Ancora una volta nessun emendamento è stato accolto. Noi avevamo presentato degli emendamenti su questo per ristabilire questo paio di cose, ma forse da qui a domani possiamo anche farli, se il sottosegretario si impegna a prenderli in considerazione e ci fa, dunque, questo bel regalo (d'altra parte, fino a domani abbiamo tempo). Quindi, un peggioramento sostanzialmente delle norme preesistenti e, quindi, un danno di fatto per il cinema italiano e per coloro che lavorano nel settore e per il pubblico, che avrà necessariamente un'offerta più povera e di minore qualità.

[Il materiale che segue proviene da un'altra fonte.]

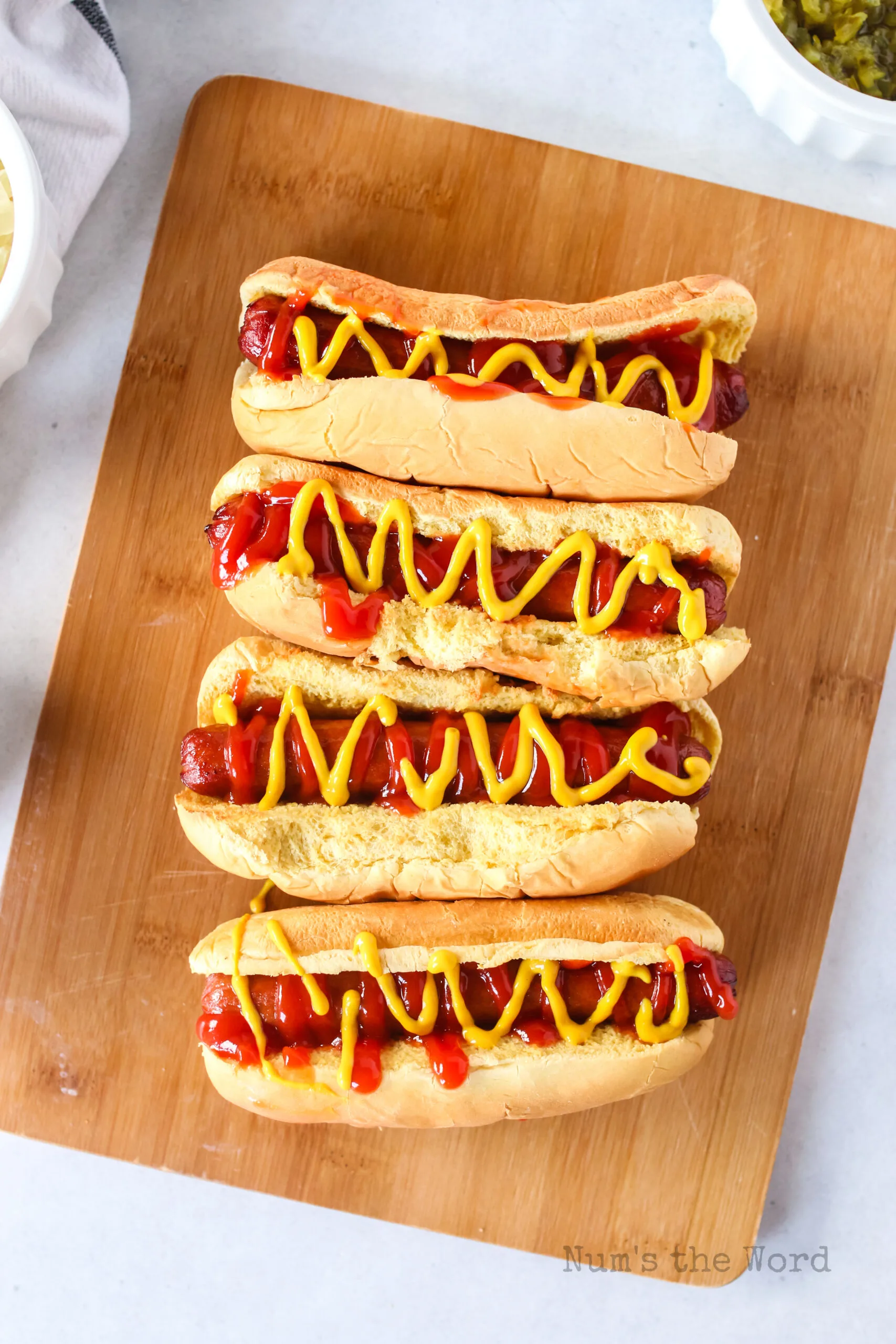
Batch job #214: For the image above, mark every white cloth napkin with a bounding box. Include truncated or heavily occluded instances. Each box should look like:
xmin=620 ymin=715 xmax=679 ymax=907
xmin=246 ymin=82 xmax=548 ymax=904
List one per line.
xmin=0 ymin=0 xmax=130 ymax=251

Io devo dire una cosa e la dico al collega che prima ne ha parlato. Temevo che nella vis destruens, che in qualche modo qui c'è, si intervenisse anche su quella percentuale del 3 per cento del FUS che avevamo destinato alle scuole, alla formazione nelle arti del cinema. C'era una percentuale tutti gli anni nella nostra legge pari al 3 per cento e, quindi, sono 12 milioni all'anno che devono essere destinati, attraverso una convenzione che viene fatta con il MIUR, ad attività di formazione all'interno delle scuole italiane e non solo, ma comunque all'interno delle scuole italiane. Ecco, il 3 per cento sono tanti soldi e la scuola non ha mai visto tanti soldi per un'attività legata al cinema. Questo, grazie al cielo, non è stato toccato e sono andata a controllare perché avevo paura che anche questo punto fosse stato fatto fuori. Invece, non è successo e quindi, considerando i 400 complessivi del FUS, sono 12 i milioni che la legge n. 220 del 2016 ha previsto per i nostri giovani. Quindi, un investimento, un modo per dare un ulteriore rilievo alla nostra cultura cinematografica.
Siamo delusi, ma riteniamo che l'impianto della nostra legge sia stato mantenuto. Io questo lo voglio riconoscere e lo voglio riconoscere al Ministro e lo voglio riconoscere al sottosegretario. Sono stati fatti dei passaggi su cui non possiamo assolutamente essere d'accordo e che non condividiamo però l'impianto è rimasto, nonostante, appunto, questi interventi peggiorativi. È per questo motivo che noi, come PD, ci asterremo, come ha già detto la collega, fiduciosi che nel futuro dibattito si possano rivedere alcune di queste scelte in uno spirito costruttivo che, credo, ci possa accomunare tutti.